# adapters needed for AMG monoblocks on mk5?



## euroboy2.0 (Dec 11, 2009)

Whats up everyone....Im looking to get a set of amg monoblock wheels. I know theyre 5x112, but do i need adapters for the mk5 jetta? or is it basically exact with the offset? also, what would be a nice tire size for 18x8s...the car has a 1-1.5in lowered stance..nothing crazy

thanks in advance


----------



## ninohale (Jun 9, 2010)

Mercedes wheels have the same bolt pattern as your Jetta. No adapters needed.

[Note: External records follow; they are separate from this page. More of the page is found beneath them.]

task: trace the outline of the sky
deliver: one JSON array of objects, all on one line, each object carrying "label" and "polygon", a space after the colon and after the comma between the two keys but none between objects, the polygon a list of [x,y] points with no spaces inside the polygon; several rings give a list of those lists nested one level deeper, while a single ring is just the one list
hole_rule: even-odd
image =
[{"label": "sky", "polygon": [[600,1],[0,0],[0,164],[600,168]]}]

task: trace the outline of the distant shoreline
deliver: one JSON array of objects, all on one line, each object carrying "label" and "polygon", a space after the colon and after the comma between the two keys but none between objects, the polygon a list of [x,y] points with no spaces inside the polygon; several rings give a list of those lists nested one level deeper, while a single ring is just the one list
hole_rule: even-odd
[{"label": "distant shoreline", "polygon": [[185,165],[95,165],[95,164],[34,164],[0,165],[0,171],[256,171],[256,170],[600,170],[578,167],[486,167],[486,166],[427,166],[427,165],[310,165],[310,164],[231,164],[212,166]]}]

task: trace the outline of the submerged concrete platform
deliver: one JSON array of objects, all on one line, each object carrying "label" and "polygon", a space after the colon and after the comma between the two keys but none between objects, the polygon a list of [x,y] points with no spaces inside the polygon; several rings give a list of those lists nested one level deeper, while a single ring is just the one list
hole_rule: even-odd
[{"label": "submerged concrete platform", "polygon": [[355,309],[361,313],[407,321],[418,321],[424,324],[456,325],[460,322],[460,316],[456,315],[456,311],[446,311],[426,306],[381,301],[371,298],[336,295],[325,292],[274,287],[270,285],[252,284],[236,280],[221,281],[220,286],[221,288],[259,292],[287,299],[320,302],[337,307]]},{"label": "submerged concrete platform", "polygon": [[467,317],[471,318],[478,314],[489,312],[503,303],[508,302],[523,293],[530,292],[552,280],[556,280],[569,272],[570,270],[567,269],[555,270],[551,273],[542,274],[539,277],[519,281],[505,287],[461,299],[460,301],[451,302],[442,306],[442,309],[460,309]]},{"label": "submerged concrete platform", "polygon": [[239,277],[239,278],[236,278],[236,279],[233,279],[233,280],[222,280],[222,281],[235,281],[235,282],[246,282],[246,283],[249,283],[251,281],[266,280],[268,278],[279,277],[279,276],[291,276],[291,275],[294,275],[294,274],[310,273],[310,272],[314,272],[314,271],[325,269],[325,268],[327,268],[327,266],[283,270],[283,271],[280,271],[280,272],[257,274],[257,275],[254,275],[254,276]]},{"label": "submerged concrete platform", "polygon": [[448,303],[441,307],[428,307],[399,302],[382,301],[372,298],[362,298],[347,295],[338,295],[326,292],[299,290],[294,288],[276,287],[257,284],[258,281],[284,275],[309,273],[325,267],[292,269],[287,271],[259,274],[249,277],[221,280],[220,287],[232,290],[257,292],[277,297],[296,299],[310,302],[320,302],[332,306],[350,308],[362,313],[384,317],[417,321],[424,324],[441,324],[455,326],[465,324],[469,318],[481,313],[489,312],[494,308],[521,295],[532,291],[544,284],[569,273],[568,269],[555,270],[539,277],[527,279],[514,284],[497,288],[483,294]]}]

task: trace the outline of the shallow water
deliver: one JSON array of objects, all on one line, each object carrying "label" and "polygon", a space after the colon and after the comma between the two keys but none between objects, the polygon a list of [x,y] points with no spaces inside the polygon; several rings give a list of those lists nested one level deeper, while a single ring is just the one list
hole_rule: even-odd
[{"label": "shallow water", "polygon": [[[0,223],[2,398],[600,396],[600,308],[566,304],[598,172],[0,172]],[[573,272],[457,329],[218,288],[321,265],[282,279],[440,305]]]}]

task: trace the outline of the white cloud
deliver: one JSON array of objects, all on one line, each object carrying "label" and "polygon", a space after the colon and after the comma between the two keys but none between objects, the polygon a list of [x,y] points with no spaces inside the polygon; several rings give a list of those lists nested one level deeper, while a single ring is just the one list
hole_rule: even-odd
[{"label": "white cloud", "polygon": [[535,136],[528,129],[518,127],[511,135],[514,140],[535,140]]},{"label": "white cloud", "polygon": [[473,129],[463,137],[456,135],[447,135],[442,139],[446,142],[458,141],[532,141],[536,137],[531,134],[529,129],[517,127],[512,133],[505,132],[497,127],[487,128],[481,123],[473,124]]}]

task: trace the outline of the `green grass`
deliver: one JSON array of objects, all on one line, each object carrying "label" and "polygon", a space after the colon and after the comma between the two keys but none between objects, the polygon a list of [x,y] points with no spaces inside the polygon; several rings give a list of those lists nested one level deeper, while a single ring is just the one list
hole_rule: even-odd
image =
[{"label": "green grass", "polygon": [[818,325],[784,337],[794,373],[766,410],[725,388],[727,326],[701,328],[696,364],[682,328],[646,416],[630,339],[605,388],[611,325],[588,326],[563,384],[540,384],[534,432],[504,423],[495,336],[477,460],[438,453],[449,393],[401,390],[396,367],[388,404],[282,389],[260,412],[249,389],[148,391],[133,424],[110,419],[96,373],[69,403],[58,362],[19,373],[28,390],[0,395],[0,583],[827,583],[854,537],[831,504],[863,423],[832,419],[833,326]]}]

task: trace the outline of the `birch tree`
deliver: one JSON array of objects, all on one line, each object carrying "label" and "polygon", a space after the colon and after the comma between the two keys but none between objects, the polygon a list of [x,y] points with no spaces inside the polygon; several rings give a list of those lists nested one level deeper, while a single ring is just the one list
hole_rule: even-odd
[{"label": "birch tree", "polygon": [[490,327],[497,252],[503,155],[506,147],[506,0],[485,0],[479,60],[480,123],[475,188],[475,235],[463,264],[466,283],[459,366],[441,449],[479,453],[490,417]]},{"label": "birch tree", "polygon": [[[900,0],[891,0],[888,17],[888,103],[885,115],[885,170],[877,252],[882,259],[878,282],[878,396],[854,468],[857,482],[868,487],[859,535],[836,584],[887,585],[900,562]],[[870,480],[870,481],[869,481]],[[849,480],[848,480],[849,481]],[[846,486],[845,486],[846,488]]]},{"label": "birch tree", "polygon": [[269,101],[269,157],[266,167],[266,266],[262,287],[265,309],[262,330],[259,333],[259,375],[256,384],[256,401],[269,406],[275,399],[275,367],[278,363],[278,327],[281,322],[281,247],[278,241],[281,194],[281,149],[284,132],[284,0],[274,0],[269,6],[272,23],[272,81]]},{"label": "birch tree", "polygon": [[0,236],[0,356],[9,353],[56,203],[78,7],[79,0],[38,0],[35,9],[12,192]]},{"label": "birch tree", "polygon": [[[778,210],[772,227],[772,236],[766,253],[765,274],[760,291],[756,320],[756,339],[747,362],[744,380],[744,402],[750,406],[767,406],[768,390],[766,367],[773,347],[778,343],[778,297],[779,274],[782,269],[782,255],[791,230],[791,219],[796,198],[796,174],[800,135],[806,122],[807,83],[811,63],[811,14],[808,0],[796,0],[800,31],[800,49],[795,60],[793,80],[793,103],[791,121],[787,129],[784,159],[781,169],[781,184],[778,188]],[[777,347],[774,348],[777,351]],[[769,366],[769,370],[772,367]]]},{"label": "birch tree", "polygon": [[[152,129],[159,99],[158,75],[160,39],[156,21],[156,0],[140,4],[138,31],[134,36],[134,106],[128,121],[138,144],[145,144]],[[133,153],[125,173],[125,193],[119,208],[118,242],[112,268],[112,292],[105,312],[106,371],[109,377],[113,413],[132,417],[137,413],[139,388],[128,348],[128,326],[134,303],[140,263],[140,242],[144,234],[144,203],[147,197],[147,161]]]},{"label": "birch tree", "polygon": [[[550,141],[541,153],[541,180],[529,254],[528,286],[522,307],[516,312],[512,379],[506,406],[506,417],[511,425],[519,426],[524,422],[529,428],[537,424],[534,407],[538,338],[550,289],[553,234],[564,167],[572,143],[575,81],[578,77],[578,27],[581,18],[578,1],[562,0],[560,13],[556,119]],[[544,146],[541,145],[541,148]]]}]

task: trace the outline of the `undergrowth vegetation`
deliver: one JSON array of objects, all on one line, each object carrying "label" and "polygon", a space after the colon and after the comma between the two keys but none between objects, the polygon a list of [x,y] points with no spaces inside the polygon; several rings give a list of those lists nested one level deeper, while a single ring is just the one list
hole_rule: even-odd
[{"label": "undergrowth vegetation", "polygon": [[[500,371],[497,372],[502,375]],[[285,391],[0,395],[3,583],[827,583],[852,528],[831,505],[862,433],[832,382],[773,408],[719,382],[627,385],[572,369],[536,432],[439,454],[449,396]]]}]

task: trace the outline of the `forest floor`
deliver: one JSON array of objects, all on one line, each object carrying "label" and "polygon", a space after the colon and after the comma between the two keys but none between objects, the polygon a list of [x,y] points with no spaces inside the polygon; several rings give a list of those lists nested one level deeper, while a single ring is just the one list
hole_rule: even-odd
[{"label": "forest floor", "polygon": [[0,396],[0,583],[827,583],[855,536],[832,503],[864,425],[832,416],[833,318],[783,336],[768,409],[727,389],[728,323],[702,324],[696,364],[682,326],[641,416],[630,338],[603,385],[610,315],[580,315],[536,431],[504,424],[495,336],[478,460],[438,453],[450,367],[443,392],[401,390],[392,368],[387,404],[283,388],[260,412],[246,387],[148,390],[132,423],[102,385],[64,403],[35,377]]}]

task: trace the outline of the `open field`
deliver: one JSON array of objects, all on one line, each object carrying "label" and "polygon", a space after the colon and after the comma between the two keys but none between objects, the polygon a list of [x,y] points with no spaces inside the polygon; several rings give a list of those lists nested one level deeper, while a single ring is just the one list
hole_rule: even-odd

You'll need hub centric rings (merc wheels are typically 66.1 hub, your Jetta is 57.1). The exact specs should be on the back of each wheel somewhere.

On an 18x8 with minimal drop I'd go 215/40 or 205/40 (may look silly aka wheel gap).

My biggest advice to you is do homework to understand bolt pattern, offset, hub bore, lug size, and tire specs.


----------



## ECS Tuning (Oct 2, 2006)

Along with what Nate said above most Mercedes wheels will also need extended wheel bolts for proper fitment. The correct length bolts can be found below.

Ball Seat 14x1.5x45mm Wheel Bolt - Priced Each



Andy


----------



## ninohale (Jun 9, 2010)

ECS Tuning said:


> Along with what Nate said above most Mercedes wheels will also need extended wheel bolts for proper fitment. The correct length bolts can be found below.
> 
> Ball Seat 14x1.5x45mm Wheel Bolt - Priced Each
> 
> ...


Oh hai


----------



## ECS Tuning (Oct 2, 2006)

ninohale said:


> Oh hai


:wave:


----------



## euroboy2.0 (Dec 11, 2009)

thanks for the help


----------